Desteklerin kimlere verileceği, denetimlerin yapılıp yapılmayacağı ve desteklenen firmaların üretimlerinin siyaset malzemesi yapılıp yapılmayacağı gibi pek çok soru işareti de mevcut. Adil bir paylaşımın olmadığı ve adalete olan inancın kaybolduğu bir ortamda, teknolojiye destek programlarına kuşkuyla bakmak kaçınılmaz oluyor.”

ÇİP ÜRETİMİ KONUSU

“Sermayeye katkı olarak yüzde 40 öngörülmüş hibe destek çok önemli. Özellikle çip üretiminin en büyük maliyet kalemi olan elektrik bedelinin sürekli hibe ile karşılanması gerekir ki karşılarlarsa zarar eden bir KİT kurmuş olurlar. Ayrıca ‘yapay zekâ’ tek bir çip değil. Bunun bir çipi var bir de işlemcisi ve bellekleri. Bunları uyumlu olsun diye hep beraber yapmaya kalkarsanız, iş büyür. O zaman bir yapay zekâ işine değil yarı iletken işine girmiş olursunuz.
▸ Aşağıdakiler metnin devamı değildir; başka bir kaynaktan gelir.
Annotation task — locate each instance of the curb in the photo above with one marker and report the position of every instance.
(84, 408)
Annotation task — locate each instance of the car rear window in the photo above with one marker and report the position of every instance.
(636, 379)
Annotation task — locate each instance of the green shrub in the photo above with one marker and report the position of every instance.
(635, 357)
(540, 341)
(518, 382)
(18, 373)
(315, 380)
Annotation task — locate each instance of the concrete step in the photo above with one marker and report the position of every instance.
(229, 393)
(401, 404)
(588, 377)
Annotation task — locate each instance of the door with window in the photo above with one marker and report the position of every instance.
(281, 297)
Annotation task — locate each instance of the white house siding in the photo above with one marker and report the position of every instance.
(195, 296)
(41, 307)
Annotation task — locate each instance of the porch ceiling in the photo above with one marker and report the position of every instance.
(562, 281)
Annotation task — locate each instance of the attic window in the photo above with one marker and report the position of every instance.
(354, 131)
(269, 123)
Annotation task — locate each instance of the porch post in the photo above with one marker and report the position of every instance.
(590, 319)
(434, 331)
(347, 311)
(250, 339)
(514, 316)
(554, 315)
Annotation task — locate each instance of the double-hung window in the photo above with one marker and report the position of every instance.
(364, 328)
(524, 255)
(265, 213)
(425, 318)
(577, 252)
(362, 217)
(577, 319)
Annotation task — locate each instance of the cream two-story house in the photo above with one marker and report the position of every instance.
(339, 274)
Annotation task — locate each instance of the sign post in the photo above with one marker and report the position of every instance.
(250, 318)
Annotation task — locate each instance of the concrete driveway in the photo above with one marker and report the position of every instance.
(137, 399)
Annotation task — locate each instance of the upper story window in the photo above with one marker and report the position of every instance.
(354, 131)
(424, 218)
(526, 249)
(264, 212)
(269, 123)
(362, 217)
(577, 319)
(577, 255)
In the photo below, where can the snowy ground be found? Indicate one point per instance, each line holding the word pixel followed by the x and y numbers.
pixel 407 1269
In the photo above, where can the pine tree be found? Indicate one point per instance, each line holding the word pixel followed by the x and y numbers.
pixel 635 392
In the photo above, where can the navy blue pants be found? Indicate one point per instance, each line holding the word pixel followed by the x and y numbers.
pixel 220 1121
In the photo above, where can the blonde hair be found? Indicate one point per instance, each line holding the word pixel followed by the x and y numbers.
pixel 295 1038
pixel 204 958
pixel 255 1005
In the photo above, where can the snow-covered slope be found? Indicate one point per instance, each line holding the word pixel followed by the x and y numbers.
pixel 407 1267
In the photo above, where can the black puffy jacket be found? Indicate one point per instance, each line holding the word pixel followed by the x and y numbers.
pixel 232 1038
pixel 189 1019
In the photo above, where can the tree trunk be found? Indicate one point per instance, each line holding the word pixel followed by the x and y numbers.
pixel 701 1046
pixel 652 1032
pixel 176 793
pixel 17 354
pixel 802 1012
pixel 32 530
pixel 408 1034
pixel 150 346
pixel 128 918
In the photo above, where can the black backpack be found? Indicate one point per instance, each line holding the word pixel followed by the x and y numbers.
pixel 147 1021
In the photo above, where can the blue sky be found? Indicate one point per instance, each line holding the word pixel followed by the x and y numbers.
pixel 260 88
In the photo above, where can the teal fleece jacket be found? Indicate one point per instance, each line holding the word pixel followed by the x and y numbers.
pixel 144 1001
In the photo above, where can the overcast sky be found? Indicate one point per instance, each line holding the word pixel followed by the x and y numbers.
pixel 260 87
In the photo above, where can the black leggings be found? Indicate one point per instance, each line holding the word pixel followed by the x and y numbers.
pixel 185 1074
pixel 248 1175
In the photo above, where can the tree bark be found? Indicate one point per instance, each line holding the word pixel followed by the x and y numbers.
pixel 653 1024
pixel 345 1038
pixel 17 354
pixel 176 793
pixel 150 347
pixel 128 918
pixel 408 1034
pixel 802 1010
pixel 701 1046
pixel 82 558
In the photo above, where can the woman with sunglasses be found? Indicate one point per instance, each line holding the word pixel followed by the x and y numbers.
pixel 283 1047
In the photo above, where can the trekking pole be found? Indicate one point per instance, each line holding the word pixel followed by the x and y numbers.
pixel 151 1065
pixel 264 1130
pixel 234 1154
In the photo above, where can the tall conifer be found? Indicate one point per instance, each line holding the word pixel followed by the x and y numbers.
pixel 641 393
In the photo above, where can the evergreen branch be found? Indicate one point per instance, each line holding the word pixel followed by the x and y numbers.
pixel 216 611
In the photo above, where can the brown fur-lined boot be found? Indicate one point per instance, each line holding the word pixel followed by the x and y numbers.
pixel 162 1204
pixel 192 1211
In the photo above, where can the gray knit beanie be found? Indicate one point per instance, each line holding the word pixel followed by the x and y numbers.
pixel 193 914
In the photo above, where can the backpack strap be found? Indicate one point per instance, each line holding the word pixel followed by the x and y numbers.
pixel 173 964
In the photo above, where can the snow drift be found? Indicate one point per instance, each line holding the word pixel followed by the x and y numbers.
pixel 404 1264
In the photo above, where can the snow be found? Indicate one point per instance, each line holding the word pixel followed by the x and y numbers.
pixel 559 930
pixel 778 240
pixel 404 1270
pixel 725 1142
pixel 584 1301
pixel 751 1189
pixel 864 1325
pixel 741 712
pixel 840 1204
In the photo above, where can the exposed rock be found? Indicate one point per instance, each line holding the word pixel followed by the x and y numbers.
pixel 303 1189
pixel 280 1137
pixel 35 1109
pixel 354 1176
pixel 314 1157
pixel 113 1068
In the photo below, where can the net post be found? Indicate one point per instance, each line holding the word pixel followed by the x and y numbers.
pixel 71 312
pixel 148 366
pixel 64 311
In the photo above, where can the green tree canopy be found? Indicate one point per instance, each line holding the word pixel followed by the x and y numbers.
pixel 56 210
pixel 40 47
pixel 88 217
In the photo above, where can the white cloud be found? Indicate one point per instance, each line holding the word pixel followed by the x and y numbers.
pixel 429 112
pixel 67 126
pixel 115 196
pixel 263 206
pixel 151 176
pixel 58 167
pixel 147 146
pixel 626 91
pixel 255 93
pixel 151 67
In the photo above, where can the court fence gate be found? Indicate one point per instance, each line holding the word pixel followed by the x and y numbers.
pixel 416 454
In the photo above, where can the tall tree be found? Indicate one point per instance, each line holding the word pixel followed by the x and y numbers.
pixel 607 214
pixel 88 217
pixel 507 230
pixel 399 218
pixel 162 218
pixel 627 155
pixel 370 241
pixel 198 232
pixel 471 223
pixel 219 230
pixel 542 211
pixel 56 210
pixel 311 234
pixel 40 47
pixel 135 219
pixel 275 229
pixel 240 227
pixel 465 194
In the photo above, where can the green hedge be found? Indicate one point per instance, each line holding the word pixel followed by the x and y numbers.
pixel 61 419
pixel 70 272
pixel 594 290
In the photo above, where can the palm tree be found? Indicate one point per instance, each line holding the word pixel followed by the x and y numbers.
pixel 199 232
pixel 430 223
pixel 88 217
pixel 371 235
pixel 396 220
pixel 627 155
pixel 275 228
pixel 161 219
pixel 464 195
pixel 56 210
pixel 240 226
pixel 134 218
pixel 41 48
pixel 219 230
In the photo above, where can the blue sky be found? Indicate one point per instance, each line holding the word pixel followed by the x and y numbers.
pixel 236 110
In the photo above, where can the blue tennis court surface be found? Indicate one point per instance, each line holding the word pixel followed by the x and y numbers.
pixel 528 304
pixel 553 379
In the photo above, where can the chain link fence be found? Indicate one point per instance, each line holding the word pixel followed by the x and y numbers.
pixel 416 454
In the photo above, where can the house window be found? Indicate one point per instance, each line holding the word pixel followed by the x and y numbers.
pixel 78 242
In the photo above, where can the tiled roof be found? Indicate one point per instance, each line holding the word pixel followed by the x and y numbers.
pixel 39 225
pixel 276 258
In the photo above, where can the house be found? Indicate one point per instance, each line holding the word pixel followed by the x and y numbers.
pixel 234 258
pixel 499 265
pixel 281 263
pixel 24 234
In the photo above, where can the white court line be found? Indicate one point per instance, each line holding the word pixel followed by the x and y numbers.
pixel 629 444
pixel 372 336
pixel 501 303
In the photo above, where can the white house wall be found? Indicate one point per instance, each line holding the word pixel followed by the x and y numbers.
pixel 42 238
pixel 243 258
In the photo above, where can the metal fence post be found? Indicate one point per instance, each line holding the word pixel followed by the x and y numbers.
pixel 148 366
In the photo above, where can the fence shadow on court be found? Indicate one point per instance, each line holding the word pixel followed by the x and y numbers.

Kaldı ki yapay zekânın ‘durum belirlemesi’ yapmak için ortamı sürekli kollaması gerek. Bunun için de onlarca, yüzlerce algılamaya ihtiyaç var. Bunları tasarlayıp üretecek olanları ‘giderlerse gitsinler’ diye uğurladıklarına göre başa dönüp lisede entegral almayı bilenler yetiştirmekle işe başlarsınız artık.”

HIT elektrikli araçlar çağrısı: “Bu alanda üretim kapasitemizi yıllık en az 1 milyon adede çıkarmayı öngören 5 milyar dolarlık teşvik paketini devreye alıyoruz.” diyor. Bu nasıl bir teşvik ki araba başına 5 bin dolarlık teşvik düşüyor (Önemli değil, yöneticilerimiz niteliğe değil niceliğe bakıyorlar).”

Kalkınma: “Nasıl ki ekonomimizi faiz-döviz makasına mahkûm etmişlerse ‘kalkınmayı’ da harcını borcunu ödeyeceği şüpheli teşviklerle dış sermayeye bırakmak anlamına gelebilir. Bir de tükenen inşaat faaliyetleri yerine kendilerine yeni kaynaklar yaratmak üzere teknoloji hayali mi satıyorlar? Bu yönetimin getirdiği hukuksuz, keyfi, kuralsız ortamda (kâr kepçele) ‘carry trade’ dışında ne yatırım gelebilir ki?”

***

Gördüğünüz gibi HIT-30 programı uzmanlara güven vermiyor.

Yarın, Türkiye’de ileri teknoloji üretimi için ülke iklimine bakacağım.